Friday, 18 December 2020

Screen Gems Santa

“Certainly here was a friend of the downtrodden!” says narrating dog Ronny, as the camera focuses on a long shot of a Salvation Army-type Santa Claus.



“Gratefully, I thawed my soul with the warmth of his abundant heart,” says the narration. The whole cartoon is based on the juxtaposition of the dialogue and the actions on screen. In this scene, Santa is anything but warm or abundant. He swats Ronny out of the scene with his bell.



Columbia/Screen Gems made some train-wreck cartoons, but this isn’t one of them. Flora (released 1948) is my favourite of the 1940 Columbias.
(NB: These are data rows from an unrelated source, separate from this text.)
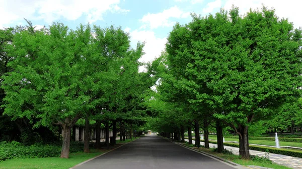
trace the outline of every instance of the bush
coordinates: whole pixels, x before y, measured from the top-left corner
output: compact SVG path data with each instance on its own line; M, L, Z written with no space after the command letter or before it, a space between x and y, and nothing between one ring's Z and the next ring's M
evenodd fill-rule
M42 142L40 134L30 129L26 129L22 131L21 136L21 142L26 145L32 145L36 142Z
M253 161L273 163L273 161L266 156L259 156L258 155L250 155L250 158Z
M279 136L278 136L279 137ZM237 136L225 136L225 138L238 138ZM279 141L285 141L285 142L302 142L302 138L285 138L285 137L278 137ZM269 141L275 141L275 137L249 137L249 139L250 140L269 140Z
M193 139L195 140L195 139ZM209 143L212 144L217 144L217 142L209 141ZM235 147L239 147L239 144L232 143L229 142L224 142L223 143L224 145L231 146ZM250 145L249 146L250 149L263 151L268 152L270 153L273 153L275 154L282 154L285 155L288 155L291 156L294 156L296 157L302 158L302 152L299 150L295 150L293 149L280 149L275 147L266 147L263 146L256 146L256 145Z
M214 141L211 141L212 143L217 143ZM227 146L231 146L236 147L239 147L239 144L231 143L224 143L224 144ZM250 145L249 146L250 149L253 150L263 151L263 152L269 152L270 153L273 153L278 154L282 154L285 155L288 155L291 156L294 156L296 157L302 158L302 152L298 150L295 150L292 149L280 149L275 147L265 147L262 146L256 146L256 145Z
M217 152L218 150L218 148L215 148L213 149L213 151L214 152ZM234 153L233 153L233 151L232 151L232 150L229 150L228 149L226 149L225 148L224 148L224 149L222 150L222 151L221 152L222 153L224 154L231 154L231 155L233 155Z
M90 145L92 146L92 144ZM61 153L61 142L52 144L37 143L30 146L16 141L0 142L0 161L8 159L58 157ZM70 142L69 152L82 151L84 143Z

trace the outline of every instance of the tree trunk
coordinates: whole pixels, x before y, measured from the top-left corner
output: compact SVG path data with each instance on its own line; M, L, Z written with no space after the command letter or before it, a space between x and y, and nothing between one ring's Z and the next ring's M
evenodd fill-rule
M63 143L62 144L62 149L61 150L61 158L69 158L69 151L70 145L70 126L66 124L63 124Z
M191 127L188 127L188 136L189 137L189 144L193 144L193 142L192 141L192 129Z
M195 145L198 148L200 147L200 137L199 136L199 124L197 120L194 121L195 132Z
M62 134L62 127L59 125L59 131L58 131L58 140L61 140L61 134Z
M84 129L84 152L89 152L89 119L86 118Z
M222 125L221 122L218 120L216 121L216 132L217 134L217 152L221 153L224 149L223 147Z
M291 121L291 126L290 126L290 132L291 134L293 134L294 133L294 121Z
M209 123L207 120L203 120L203 131L204 132L204 148L210 148L209 145Z
M185 127L183 126L180 126L181 131L181 142L185 142Z
M72 140L73 141L76 141L76 126L73 126L73 127L72 127Z
M250 159L250 150L249 148L249 136L248 134L248 126L239 125L239 155L241 157Z
M112 121L112 135L113 136L113 142L112 143L113 144L116 144L116 121Z
M109 149L109 122L108 121L105 123L105 130L106 145L107 149Z
M101 148L101 121L97 120L96 126L96 148Z

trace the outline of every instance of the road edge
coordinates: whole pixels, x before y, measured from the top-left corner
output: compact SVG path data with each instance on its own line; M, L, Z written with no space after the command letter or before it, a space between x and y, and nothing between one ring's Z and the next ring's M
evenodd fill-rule
M237 163L235 163L235 162L232 162L231 161L228 160L227 160L226 159L224 159L224 158L221 158L221 157L215 156L214 155L207 153L205 152L199 151L196 150L195 150L195 149L194 149L193 148L191 148L190 147L185 146L185 145L183 145L183 144L182 144L181 143L179 143L178 142L176 142L175 141L172 141L172 140L170 140L169 139L166 139L165 138L163 138L165 139L166 139L166 140L167 140L168 141L170 141L174 143L175 144L179 145L181 146L182 146L182 147L183 147L184 148L189 149L190 149L190 150L191 150L192 151L196 152L197 153L200 153L201 154L202 154L203 155L206 156L207 156L208 157L210 157L211 158L212 158L212 159L215 159L215 160L218 160L218 161L220 161L220 162L222 162L223 163L225 163L225 164L226 164L227 165L229 165L231 166L232 167L234 167L235 168L251 168L250 167L247 167L247 166L244 166L244 165L240 165L240 164L238 164Z
M130 143L130 142L132 142L133 141L134 141L135 140L138 140L138 139L139 139L140 138L140 137L138 138L137 139L135 139L135 140L132 140L132 141L131 141L130 142L127 142L127 143L125 143L125 144L123 144L123 145L121 145L120 146L118 146L118 147L117 147L116 148L113 148L112 149L111 149L111 150L109 150L109 151L107 151L106 152L104 152L104 153L102 153L101 154L100 154L99 155L96 156L94 157L92 157L91 158L89 158L89 159L87 159L87 160L86 160L85 161L84 161L80 163L79 163L79 164L77 164L77 165L74 165L73 166L72 166L70 168L69 168L68 169L74 169L74 167L78 167L78 166L79 166L80 165L82 165L82 164L84 164L84 163L86 163L86 162L87 162L88 161L91 161L91 160L92 160L93 159L94 159L95 158L98 158L98 157L99 157L100 156L101 156L102 155L105 155L105 154L107 154L107 153L108 153L109 152L111 152L111 151L113 151L115 149L117 149L117 148L118 148L119 147L122 147L123 146L124 146L125 145L126 145L126 144L128 144L128 143Z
Gerry Mohr is perfect as the dog/narrator. I can’t recall him being in any cartoons until Hanna-Barbera hired him in the ‘60s for The Fantastic 4. Animation is by Grant Simmons, Paul Sommer, Chick Otterstrom and Jay Sarbry, with Dave Monahan joining Cal Howard on the story. The only disconcerting thing is you keep wondering when Woody Woodpecker will pop up because Darrell Calker scores part of this like a Woody cartoon.

1 comment:

  1. Alex Lovy's timing in spots in a little slow, but of the cartoons done in the final Ray Katz-Henry Binder time period at Screen Gems, this is the one that most feels like the Warner Bros. style of cartoons they were aiming for (with ex-Warnerites Cal Howard and Dave Monahan getting story credit here). Also has the most cynical ending this side of the Jones-Maltese "Fresh Airedale" effort from two years earlier.